Suppress lines with awk

1

I have a multiline Bash variable: $WORDS containing one word on each line.
I have another multiline Bash variable: $LIST also containing one word on each line.

I want to purge $LIST from any word present into $WORDS.

I currently do that with a while read and grep but this is not sexy.

WORDS=$(echo -e 'cat\ntree\nearth\nred')
LIST=$(echo -e 'abcd\n1234\nred\nwater\npage\ncat')
while read -r LINE; do
    LIST=$(echo "$LIST" | grep -v "$LINE")
done <<< "$WORDS"
echo "$LIST"

I think I can do it with awk but did not managed to make it work.
Can someone explain me how to do it with awk?

Gregory MOUSSAT

Posted 2017-06-08T23:18:54.360

Reputation: 1 031

Answers

3

This should accomplish what you're trying to do.

WORDS=$(echo -e 'cat\ntree\nearth\nred')
LIST=$(echo -e 'abcd\n1234\nred\nwater\npage\ncat')

echo "$LIST" | awk -v WORDS="$WORDS" '
BEGIN {
  split(WORDS,w1,"\n")
  for (w in w1) { w2[w1[w]] = 1 }
}
{
  if (w2[$0] != 1) { print $0 }
}'

Here's how it works. First I'm using the -v option on the awk command line to pass the list of words as a variable. This variable will be visible inside the awk program with the name WORDS.

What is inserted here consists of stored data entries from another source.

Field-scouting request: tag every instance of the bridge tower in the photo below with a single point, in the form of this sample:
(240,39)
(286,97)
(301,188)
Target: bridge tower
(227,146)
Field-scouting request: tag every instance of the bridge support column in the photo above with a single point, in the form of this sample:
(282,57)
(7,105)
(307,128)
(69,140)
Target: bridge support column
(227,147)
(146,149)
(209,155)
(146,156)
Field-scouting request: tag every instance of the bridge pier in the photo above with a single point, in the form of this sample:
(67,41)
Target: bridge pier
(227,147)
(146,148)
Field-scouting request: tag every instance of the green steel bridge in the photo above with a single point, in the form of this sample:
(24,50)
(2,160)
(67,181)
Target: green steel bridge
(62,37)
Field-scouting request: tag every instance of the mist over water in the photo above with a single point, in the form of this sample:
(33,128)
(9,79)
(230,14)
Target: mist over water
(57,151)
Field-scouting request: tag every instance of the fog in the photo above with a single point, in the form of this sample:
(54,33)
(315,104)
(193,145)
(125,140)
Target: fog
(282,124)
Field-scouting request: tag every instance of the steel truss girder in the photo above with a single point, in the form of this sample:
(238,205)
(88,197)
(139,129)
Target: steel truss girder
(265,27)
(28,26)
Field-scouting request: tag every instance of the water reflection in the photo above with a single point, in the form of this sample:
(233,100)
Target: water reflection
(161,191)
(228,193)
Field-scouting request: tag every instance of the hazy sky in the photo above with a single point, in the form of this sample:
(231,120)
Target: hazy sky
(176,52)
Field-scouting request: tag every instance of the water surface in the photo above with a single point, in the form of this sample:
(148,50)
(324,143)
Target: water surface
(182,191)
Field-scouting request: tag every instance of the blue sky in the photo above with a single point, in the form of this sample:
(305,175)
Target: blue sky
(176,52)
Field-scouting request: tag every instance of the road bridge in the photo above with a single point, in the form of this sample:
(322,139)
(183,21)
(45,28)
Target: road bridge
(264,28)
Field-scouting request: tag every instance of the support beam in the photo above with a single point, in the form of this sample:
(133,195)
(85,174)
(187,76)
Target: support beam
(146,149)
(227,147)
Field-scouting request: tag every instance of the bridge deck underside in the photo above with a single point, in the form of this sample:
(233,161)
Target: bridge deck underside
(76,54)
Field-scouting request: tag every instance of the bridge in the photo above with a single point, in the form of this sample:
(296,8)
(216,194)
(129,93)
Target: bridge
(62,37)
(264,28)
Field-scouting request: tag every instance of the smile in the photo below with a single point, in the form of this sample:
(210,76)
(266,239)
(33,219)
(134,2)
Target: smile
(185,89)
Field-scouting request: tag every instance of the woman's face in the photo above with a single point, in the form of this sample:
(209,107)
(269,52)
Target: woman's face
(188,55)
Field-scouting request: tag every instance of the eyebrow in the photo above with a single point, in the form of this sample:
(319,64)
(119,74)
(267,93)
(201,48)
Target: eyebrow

The BEGIN block gets executed before any input is processed. It contains two lines

split(WORDS,w1,"\n")

This split command takes the WORDS list and turns it into an array called w1.

for (w in w1) { w2[w1[w]] = 1 }

This for loop walks through the w1 array and generates an associative array called w2. Converting the array to an associative array will improve performance.

Next we have the main body of the loop that processes the LIST.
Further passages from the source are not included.